Cloverdale, Surrey/Langley area.
Nobody else was in the house aside from Brandon and I.
I was standing in the kitchen, making coffee. Brandon had just walked out the back door which was right behind me, attached to the kitchen. He was doing some gardening, and it was warm enough at the time to leave the door open.
I didn't hear anyone walk up behind me, and I thought Brandon might have been trying to sneak up on me. I felt someone looming over top of me. An obviously tall man. I turned around quick to try to hug Brandon. Nobody was there. I called for Brandon, thinking he had sneaked away fast.

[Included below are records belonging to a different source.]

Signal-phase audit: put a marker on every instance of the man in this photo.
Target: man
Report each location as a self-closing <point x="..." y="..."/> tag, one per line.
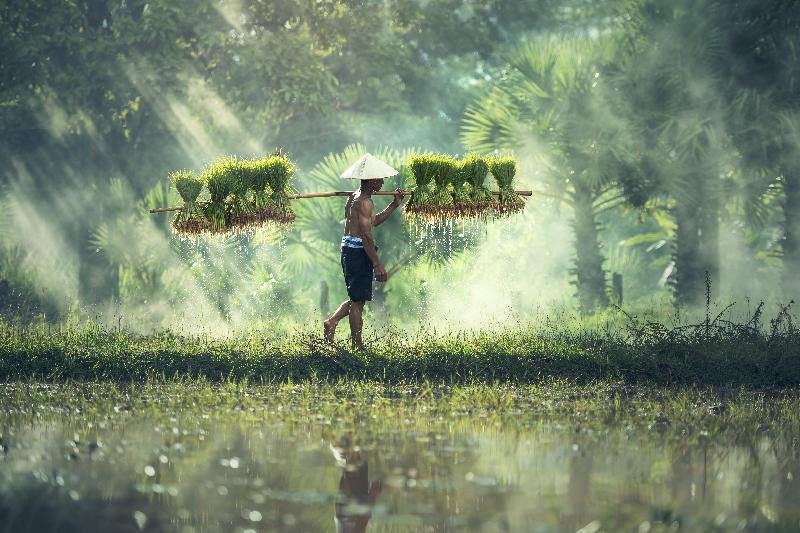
<point x="360" y="261"/>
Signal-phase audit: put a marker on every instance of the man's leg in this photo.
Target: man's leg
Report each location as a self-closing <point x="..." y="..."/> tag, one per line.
<point x="356" y="322"/>
<point x="330" y="324"/>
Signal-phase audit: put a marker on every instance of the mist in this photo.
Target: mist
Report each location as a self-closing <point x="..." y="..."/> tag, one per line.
<point x="653" y="151"/>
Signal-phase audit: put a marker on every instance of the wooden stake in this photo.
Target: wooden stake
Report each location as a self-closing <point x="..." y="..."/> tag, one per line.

He was still in the garden.
I turned around and glanced across the living room. A dark figure, a shadow, moved across the room quickly.
Later that day I saw the same tall dark shadow in the laundry room, and since then I see it often.
I am not the only one that sees it. I talked about the ghost with Brandon and his sister, and we decided we needed to give the ghost a name, instead of just calling it "The Ghost".
"What should we call him?" Jennifer asked. Brandon glanced from Jennifer, to me. Out of no where, his name came to me.
"Frederick. His name is Frederick." I said.
Brandon and Jennifer drew cold looks across their faces.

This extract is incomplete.